もちろん基本的には作家さんのほうで取材をしていただくわけですが、オフィス事情であればこちらが作家さんの質問にお答えすることも多いです。

 

ドラマ化してもキャラクターの「あざとさ」は大事にしていく

――今回、『親友は悪女』や『ワタシってサバサバしてるから』がドラマ化されましたが、映像化にあたって意識していることはありますか?

もともと映像化に向けてコミック作りをしているかというと、あまりそこは意識していません。ドラマ化される作品が増えてきましたが、今でもそうです。あくまでも「コミックとしておもしろいかどうか」が重要と思います。映像とコミックはやはり別物ですよね。ですから、実際に映像化していただく際にDPNブックスとして大切にしたいのは、あくまでコミックとしての芯の部分ですね。

――例えば、『親友は悪女』の場合はどのようなところでしょうか。

この作品で読者がモヤっとするのは悪女である高遠妃乃のあざとさです。コミックの場合だと、普段の表情と悪だくみをしているときの表情をコミック作家さんが見事に描き分けていただいているので、妃乃があざといことを考えているのがわかりやすいんです。さらにコミックの場合は読者がストーリーの中で登場人物の感情を自分で補完しながら読んでいますから、それがどんな意味なのか理解できる。

しかし、映像は視聴者が見たままの印象で判断するところがあるので、映像ではあざとさがうまく伝わらない可能性もあります。逆に、コミックと同じ描写を映像でやると演出が過剰でコミカルになってしまい、あざとさがなくなってしまうこともある。

ですから、「このセリフはホントにあざといか」「大げさすぎないか」などリアリティの部分についてはドラマ制作の方とかなりやりとりをしました。

――印象的なシーンはありましたか?

その意味では、主演のお二人がコミックのキャラを意識して演じていただけたシーンは良かったです。とくにインパクトが強かったのは、第5話で真奈が好意を寄せている男性・東雲を妃乃が「査定してあげる」といって薄笑いを浮かべる場面です。

そのあざとさが映像からもバッチリ伝わっていて、「妃乃怖っ!」と思えるような場面になっています。この「査定してあげる」と言うシーンでは、真奈も妃乃がどんな人間なのか薄々わかってきているだけに、怖さが増幅していますね(笑)。

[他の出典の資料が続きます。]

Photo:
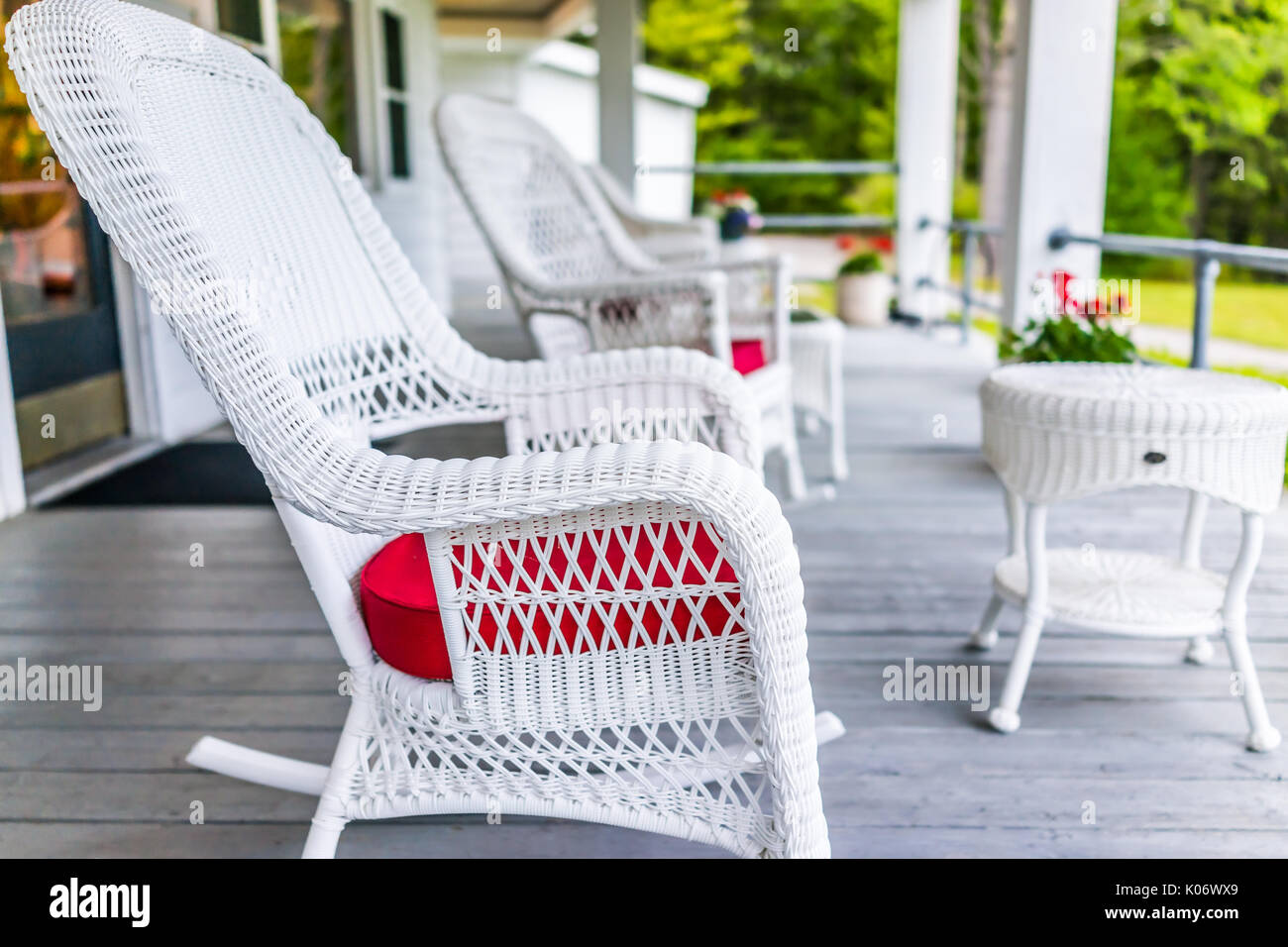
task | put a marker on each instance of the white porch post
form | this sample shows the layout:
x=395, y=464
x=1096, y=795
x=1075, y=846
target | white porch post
x=1064, y=73
x=13, y=495
x=926, y=111
x=618, y=52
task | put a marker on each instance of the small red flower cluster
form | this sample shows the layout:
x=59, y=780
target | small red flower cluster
x=1069, y=304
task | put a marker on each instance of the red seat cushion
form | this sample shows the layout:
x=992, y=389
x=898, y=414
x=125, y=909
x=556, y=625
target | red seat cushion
x=400, y=607
x=748, y=355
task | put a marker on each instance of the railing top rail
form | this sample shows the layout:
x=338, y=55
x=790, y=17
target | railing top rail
x=965, y=227
x=824, y=222
x=1235, y=254
x=763, y=167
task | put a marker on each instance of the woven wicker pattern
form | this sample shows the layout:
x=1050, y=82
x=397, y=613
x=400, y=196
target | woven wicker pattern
x=674, y=243
x=1063, y=431
x=583, y=283
x=1056, y=432
x=310, y=330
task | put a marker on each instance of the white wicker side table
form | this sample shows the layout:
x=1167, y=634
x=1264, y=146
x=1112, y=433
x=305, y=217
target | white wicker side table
x=1060, y=432
x=815, y=354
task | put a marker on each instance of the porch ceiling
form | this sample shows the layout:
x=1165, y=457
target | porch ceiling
x=515, y=18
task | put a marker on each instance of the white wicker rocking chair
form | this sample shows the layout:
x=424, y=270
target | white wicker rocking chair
x=312, y=331
x=581, y=283
x=674, y=243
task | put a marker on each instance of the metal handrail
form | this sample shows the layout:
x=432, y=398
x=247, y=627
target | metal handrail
x=1207, y=254
x=1235, y=254
x=765, y=167
x=825, y=222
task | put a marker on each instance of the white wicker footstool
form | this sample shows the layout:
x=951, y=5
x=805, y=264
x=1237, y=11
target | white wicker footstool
x=1059, y=432
x=815, y=356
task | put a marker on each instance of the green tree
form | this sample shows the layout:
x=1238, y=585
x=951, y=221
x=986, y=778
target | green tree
x=1201, y=107
x=790, y=80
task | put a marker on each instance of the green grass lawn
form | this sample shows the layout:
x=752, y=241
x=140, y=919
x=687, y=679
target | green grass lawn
x=1241, y=311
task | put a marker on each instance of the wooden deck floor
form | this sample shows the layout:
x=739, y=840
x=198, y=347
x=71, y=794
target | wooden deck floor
x=896, y=567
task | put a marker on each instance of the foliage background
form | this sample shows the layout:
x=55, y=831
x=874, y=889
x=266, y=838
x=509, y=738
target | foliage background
x=1199, y=84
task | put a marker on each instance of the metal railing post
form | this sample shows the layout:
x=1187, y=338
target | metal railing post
x=970, y=240
x=1206, y=269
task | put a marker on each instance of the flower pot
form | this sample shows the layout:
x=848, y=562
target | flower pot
x=863, y=300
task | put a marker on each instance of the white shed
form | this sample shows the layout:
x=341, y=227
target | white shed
x=557, y=82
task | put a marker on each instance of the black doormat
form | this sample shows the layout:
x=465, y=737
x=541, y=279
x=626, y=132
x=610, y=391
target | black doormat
x=217, y=474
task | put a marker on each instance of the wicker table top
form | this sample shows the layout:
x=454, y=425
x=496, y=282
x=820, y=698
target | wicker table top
x=1061, y=431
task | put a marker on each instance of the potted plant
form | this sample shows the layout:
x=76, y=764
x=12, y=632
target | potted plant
x=863, y=290
x=1080, y=330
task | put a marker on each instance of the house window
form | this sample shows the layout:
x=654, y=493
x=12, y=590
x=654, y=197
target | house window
x=395, y=94
x=244, y=20
x=316, y=39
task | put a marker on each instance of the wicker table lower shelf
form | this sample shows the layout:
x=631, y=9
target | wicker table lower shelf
x=1121, y=591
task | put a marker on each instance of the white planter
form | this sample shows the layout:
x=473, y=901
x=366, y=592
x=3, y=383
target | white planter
x=863, y=300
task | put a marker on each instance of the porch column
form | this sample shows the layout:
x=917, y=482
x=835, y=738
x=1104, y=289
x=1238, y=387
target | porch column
x=925, y=120
x=618, y=51
x=13, y=496
x=1064, y=75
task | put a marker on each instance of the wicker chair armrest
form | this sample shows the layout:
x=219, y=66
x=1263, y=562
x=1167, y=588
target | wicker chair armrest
x=669, y=307
x=626, y=394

また、あざといテクニックという点では、第6話で男性に好意を抱かせるための常套文句である“「さしすせそ」のセリフ”を妃乃が言い放つシーンもおもしろかったです。

 

▲妃乃が東雲を「査定してあげる」と言うシーン
Ⓒ「親友は悪女」製作委員会2023

 

各チャネルに合ったプロモーションを実施し、読者との接点を多様化

――今後、ドラマにしたい作品はありますか?

全部の作品をやりたいです!! 少なくとも、30代~40代の女性の興味を引くコミックを揃えていると思っていますので、あとはプロデューサー様がテレビ局の放送時間帯や俳優さんの個性に合わせて検討いただけると思っています。DPNブックスからは持っているストーリーの魅力をお伝えするので、テレビ局の皆様にはこれを一緒に映像化しませんか?という感じです。

――その意味では、今回のドラマ化を含めて、DPNブックスとしては映像化の展開をより推進していこうということでしょうか?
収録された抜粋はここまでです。